The body mistakenly attacks itself. There are more than 80 types that affect a wide range of organs.

The Black Death is the most deadly pandemic recorded in human history, claiming up to 200 million lives between 1346 and 1353.

It was caused by the bacterium Yersinia pestis carried by fleas and spread across Europe, the Middle East and northern Africa - killing up to half the population.

It suggests little to prior immunological adaptation to the bug. In subsequent bubonic plague outbreaks over the next 400 years, mortality rates decreased.

(University of Chicago via SWNS)

This could have been as a result of changing cultural practices, pathogen evolution - or human genetic resistance.

The researchers found evidence for positive selection of mutations in immune-related genes during and after the Black Death.

They identified 245 variants that were "highly differentiated" when comparing pre and post-Black Death samples from London - four of which were replicated in the Danish cohort.

These were selected for at a speed and intensity never observed before in human
genomes.

Individuals who carried some or all probably had immune defenses that responded efficiently to Y. pestis, and, as a result, had much better odds of surviving infections.

Barreiro said: "They are associated with protection from Y. pestis and overlap with mutations associated with increased susceptibility to autoimmune diseases.

"It highlights the role past pandemics may have had in shaping present-day disease risk."

The Black Death remains the single greatest human mortality event in recorded history, wiping out communities in some of the most densely populated areas.

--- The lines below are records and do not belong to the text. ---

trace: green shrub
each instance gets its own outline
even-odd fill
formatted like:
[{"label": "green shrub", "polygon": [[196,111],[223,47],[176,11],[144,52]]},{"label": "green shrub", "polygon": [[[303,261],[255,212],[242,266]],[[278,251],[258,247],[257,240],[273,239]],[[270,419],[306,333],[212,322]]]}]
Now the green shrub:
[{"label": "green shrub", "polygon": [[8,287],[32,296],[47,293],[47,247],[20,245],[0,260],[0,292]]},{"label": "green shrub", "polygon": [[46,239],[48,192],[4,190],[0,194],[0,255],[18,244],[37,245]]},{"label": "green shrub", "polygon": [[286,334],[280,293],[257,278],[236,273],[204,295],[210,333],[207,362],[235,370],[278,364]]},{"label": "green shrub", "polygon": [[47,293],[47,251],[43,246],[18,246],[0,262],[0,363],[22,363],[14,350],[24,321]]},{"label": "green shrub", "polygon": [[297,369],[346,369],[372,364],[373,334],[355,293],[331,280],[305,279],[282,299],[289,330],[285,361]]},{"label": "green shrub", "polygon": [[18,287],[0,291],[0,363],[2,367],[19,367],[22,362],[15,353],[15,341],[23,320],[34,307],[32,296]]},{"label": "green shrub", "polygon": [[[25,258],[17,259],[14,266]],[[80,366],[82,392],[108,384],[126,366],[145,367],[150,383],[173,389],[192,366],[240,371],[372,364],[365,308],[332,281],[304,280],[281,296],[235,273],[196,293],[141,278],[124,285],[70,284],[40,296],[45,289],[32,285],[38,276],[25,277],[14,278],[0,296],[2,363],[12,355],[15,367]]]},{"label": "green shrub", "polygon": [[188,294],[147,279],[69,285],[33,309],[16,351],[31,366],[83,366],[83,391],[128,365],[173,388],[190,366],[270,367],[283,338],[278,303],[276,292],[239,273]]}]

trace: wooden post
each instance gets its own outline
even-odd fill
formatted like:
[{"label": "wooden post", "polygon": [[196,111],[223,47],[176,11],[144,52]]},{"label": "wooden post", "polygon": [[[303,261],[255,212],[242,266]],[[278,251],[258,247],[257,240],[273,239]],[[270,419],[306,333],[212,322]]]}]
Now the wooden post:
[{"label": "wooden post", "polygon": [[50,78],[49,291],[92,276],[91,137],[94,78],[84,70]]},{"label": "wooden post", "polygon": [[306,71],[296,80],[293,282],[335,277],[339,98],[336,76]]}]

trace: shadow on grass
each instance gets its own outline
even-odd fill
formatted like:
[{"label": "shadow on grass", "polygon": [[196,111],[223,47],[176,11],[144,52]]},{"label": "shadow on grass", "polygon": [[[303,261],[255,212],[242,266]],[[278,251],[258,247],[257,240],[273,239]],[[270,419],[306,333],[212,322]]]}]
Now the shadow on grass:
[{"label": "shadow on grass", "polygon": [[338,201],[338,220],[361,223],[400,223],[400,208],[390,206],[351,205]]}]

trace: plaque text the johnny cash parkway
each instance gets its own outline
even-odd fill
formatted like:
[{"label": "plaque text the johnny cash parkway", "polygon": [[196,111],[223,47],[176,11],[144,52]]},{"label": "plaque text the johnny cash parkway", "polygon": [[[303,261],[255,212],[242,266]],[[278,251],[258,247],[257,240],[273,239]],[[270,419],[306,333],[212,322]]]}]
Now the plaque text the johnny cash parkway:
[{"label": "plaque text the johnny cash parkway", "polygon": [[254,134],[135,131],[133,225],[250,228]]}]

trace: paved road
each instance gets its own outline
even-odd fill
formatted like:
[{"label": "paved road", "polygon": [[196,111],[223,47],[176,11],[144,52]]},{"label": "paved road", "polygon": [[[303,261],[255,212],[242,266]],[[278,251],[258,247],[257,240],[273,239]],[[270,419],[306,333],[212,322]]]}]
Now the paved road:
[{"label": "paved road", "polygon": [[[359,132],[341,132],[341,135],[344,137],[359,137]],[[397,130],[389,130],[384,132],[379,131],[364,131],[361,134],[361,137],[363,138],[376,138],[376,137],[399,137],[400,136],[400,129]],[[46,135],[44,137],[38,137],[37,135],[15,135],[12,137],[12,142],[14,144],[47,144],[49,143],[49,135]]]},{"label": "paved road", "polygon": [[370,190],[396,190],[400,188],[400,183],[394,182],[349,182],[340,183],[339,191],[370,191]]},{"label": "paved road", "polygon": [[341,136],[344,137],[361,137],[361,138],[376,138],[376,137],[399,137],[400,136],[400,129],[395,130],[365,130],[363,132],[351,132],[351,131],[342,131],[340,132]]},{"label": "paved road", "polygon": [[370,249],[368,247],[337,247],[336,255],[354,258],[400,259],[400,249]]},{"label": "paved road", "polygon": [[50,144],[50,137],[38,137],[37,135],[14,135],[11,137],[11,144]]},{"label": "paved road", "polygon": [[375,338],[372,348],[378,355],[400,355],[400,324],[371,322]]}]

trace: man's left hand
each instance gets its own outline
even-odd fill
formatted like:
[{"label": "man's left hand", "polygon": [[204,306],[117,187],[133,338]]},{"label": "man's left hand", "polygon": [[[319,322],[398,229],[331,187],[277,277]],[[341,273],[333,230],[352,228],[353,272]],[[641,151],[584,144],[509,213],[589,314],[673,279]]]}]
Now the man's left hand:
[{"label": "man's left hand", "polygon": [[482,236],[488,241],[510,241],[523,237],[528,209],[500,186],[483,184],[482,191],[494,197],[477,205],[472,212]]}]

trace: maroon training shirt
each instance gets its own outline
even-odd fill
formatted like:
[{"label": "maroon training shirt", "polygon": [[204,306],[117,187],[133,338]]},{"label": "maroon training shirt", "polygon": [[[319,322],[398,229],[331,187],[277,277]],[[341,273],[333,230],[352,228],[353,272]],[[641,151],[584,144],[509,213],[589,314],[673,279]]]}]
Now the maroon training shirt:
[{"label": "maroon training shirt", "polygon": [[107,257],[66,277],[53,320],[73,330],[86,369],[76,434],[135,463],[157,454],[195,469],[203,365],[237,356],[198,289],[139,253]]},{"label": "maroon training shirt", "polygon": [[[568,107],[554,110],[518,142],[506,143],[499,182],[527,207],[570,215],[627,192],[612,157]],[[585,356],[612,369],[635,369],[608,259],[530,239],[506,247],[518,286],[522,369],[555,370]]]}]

Those with two identical copies of ERAP2 survived the pandemic at a much higher rate than peers with the opposing set. They neutralized Y. pestisby immune cells.

Europeans living at the time were initially very vulnerable because they had had no recent exposure to Yersinia pestis.

As waves of the pandemic occurred again and again over the following centuries, mortality rates decreased.

Poinar added: "Understanding the dynamics that have shaped the human immune system is key to understanding how past pandemics, like the plague, contribute to our susceptibility to disease in modern times."

The study, published in the journal Nature, is the result of seven years of work that took an unprecedented look at the immune genes of victims of the Black Death.